Outra direção de crescimento para essas empresas, na perspectiva de Daniela, é a oferta de serviços para os lojistas, sejam financeiros, logísticos, de marketing etc. Nesse sentido atuam as aquisições recentes da Canaltech e da Inloco Media, com foco em publicidade online, pela Magazine Luiza.
Físico x Online
Para Macruz, ao analisar o cenário macro, é inevitável que o varejo online cresça em detrimento do físico. No entanto, isso não significa, de nenhuma maneira, o fim do varejo físico.
Um dos principais obstáculos para o crescimento do e-commerce, do ponto de vista de Miceli, será a logística, que continuará sendo um diferencial competitivo importante. No entanto, André ressalta que no Brasil há problemas logísticos que vão além do escopo das companhias, sobretudo de conexão e distribuição, como o leilão do 5G e a ineficiência dos correios.

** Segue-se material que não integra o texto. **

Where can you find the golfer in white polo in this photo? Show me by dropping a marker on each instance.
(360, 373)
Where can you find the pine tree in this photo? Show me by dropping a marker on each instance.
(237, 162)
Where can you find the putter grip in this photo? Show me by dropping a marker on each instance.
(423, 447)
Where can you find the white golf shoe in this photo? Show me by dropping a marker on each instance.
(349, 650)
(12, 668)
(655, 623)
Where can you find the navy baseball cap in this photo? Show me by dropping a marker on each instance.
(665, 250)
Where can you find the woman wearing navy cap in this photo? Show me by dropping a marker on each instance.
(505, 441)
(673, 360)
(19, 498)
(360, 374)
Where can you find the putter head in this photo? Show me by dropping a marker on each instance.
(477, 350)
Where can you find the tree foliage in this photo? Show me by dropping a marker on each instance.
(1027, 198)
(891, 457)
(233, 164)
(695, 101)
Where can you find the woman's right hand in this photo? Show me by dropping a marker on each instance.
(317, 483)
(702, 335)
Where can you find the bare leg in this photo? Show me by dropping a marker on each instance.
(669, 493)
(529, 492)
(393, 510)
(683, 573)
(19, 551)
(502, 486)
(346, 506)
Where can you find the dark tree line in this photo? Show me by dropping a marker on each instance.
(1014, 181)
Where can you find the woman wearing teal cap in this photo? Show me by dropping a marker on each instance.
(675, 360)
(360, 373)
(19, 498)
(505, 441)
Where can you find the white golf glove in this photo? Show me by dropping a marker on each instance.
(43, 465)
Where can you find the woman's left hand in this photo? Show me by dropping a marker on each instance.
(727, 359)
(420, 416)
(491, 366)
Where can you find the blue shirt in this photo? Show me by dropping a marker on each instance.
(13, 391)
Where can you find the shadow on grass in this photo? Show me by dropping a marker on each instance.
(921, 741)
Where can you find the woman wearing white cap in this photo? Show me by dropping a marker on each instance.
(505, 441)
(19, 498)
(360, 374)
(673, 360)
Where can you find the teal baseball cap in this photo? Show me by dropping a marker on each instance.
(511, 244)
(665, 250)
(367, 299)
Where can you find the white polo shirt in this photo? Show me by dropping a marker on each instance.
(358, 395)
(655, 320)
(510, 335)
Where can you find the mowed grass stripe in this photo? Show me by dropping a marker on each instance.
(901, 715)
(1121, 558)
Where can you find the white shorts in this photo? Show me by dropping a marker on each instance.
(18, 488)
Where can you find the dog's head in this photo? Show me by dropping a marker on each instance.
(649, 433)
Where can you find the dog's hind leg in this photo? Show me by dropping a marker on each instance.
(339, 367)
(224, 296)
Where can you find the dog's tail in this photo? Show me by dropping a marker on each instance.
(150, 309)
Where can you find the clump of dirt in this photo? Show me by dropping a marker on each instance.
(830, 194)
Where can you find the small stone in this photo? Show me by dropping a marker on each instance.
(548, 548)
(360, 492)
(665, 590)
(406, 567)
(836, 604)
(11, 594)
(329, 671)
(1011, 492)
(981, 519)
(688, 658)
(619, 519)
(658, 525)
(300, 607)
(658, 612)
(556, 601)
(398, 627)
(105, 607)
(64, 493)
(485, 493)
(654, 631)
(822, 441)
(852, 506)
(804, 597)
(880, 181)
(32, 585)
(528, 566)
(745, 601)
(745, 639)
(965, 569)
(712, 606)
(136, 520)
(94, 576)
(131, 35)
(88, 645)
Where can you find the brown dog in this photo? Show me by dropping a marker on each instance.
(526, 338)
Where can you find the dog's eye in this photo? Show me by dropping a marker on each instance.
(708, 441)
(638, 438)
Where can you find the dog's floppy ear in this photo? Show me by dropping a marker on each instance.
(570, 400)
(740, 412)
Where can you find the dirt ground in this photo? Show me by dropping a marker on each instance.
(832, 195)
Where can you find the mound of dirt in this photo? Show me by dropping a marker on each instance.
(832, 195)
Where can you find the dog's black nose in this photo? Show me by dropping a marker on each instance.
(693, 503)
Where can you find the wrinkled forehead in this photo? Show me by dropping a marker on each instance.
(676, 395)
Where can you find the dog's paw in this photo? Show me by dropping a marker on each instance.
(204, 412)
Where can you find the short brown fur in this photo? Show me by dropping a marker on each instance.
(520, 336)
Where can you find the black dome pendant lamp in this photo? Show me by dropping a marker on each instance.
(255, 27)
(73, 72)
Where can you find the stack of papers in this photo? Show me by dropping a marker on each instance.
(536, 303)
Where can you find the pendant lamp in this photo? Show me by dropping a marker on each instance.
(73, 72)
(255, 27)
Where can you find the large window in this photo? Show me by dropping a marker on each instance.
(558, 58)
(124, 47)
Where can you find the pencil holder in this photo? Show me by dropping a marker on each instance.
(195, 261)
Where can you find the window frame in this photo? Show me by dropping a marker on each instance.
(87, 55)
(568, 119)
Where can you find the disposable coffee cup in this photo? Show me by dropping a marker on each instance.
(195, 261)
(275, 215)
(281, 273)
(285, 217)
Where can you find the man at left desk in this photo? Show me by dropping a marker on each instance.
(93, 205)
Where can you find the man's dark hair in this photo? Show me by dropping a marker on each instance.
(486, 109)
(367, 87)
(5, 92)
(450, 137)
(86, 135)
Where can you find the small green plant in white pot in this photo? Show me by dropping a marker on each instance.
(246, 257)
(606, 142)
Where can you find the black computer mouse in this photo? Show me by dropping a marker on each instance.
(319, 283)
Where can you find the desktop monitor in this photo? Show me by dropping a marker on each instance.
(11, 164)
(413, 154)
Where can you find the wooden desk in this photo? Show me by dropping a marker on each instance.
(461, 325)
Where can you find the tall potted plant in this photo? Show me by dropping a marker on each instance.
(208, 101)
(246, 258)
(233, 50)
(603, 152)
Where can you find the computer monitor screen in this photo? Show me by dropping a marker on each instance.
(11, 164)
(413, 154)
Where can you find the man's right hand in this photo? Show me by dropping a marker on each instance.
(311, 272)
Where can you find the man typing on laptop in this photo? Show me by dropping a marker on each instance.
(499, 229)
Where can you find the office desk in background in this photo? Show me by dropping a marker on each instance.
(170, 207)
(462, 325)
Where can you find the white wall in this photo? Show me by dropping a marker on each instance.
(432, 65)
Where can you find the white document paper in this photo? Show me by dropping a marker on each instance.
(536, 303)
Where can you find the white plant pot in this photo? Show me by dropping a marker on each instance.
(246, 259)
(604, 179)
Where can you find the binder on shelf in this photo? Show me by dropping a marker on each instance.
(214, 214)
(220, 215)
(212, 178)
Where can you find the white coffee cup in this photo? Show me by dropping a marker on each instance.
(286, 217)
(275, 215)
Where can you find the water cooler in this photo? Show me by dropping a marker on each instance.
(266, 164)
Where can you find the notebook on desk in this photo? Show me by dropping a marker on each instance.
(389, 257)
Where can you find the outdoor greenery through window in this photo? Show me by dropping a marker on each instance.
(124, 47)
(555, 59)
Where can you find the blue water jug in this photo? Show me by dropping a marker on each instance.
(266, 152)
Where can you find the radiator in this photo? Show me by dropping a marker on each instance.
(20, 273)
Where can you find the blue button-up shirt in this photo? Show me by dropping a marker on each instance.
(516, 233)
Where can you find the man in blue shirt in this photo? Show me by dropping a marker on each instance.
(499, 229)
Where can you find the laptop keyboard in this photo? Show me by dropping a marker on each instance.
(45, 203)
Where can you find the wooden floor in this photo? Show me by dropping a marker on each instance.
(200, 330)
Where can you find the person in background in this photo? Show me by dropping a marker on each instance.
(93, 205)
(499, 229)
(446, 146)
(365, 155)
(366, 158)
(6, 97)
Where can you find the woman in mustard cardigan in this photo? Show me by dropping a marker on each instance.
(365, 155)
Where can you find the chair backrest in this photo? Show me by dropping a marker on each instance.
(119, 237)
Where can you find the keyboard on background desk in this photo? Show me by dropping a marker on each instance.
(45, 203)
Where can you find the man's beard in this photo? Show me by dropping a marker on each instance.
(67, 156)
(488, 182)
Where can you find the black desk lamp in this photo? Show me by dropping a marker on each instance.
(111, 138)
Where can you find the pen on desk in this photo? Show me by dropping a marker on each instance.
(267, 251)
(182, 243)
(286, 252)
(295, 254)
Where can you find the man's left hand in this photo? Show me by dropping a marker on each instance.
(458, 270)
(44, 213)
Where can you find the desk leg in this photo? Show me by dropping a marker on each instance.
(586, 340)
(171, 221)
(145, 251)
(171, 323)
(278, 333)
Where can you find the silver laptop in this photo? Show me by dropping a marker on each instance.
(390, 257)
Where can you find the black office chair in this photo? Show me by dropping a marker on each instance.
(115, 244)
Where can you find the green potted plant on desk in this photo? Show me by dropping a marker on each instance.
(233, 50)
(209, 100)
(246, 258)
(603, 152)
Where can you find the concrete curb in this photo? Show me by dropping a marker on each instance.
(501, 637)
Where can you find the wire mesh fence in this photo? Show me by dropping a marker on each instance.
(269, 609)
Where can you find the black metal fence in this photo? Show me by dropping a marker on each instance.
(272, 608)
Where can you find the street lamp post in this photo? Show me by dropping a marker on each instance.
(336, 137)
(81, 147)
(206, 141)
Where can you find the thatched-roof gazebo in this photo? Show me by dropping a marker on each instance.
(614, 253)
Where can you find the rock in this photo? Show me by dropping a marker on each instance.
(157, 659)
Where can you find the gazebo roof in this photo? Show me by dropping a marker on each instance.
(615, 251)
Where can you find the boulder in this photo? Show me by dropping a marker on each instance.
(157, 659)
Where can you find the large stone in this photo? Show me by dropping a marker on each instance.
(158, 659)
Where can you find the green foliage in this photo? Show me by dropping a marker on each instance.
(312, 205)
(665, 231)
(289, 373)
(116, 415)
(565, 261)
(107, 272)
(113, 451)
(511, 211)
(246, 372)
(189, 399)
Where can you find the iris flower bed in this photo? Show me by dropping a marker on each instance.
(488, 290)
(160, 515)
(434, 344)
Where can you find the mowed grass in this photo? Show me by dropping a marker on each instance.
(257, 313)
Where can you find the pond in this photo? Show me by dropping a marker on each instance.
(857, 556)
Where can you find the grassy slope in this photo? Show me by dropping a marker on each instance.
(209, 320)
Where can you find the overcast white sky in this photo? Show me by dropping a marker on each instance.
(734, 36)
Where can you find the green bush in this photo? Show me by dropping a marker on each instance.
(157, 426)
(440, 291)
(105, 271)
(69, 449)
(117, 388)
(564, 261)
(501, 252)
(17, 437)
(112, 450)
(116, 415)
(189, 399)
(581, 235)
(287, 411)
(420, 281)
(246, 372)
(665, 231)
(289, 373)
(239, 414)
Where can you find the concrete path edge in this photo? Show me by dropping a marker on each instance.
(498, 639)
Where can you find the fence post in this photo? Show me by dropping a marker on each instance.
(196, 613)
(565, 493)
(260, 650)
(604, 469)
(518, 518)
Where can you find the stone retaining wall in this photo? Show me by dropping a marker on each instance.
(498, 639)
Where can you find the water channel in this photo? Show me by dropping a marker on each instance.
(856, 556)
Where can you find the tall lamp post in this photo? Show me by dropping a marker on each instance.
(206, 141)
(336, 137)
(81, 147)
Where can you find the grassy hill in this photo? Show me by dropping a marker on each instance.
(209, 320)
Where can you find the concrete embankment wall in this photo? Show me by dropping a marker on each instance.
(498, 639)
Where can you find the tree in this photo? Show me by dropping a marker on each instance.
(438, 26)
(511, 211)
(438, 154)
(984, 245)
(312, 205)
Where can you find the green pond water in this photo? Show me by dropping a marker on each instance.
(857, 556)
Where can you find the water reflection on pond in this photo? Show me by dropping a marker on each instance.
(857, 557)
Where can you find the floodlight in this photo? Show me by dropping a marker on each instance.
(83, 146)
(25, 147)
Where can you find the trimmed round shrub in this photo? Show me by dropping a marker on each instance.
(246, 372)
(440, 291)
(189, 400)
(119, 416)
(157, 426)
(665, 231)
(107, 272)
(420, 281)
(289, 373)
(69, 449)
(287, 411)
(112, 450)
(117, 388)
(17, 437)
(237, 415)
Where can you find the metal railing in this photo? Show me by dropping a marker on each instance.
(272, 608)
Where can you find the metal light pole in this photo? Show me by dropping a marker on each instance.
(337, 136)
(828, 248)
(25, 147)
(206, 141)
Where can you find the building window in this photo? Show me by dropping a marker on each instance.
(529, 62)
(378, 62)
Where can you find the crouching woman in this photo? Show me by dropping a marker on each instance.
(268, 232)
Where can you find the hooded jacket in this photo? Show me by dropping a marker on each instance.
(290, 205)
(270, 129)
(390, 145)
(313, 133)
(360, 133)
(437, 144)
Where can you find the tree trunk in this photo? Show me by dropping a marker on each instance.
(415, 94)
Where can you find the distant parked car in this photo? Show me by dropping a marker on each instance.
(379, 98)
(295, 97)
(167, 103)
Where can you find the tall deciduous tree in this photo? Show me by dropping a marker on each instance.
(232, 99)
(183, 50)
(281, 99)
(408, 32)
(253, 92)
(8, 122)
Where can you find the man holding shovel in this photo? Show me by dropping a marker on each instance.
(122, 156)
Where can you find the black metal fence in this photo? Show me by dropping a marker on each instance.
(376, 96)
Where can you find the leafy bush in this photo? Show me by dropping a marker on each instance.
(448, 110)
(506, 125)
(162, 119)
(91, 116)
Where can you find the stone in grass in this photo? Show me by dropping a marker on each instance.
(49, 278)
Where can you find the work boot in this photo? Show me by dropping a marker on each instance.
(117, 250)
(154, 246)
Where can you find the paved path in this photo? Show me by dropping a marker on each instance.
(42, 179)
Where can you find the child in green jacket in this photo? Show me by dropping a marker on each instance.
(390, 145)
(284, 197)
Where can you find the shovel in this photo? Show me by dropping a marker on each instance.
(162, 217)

Um ponto ressaltado pelos analistas consultados é que, dada a relevância dessas varejistas no meio físico, elas não podem focar seus investimentos apenas no digital. Pelo contrário: na visão de Daniela, a grande quantidade de lojas físicas pode sustentar a logística dos canais digitais, com a criação de minihubs de armazenamento, “click and collect”, entrega a partir da loja etc.
Rahmani defende que o e-commerce e o varejo físico estarão cada vez mais ligados por meio também da hiperlocalidade, em que a plataforma de marketplace das companhias conectam os pequenos comércios aos consumidores em sua região, facilitando a logística.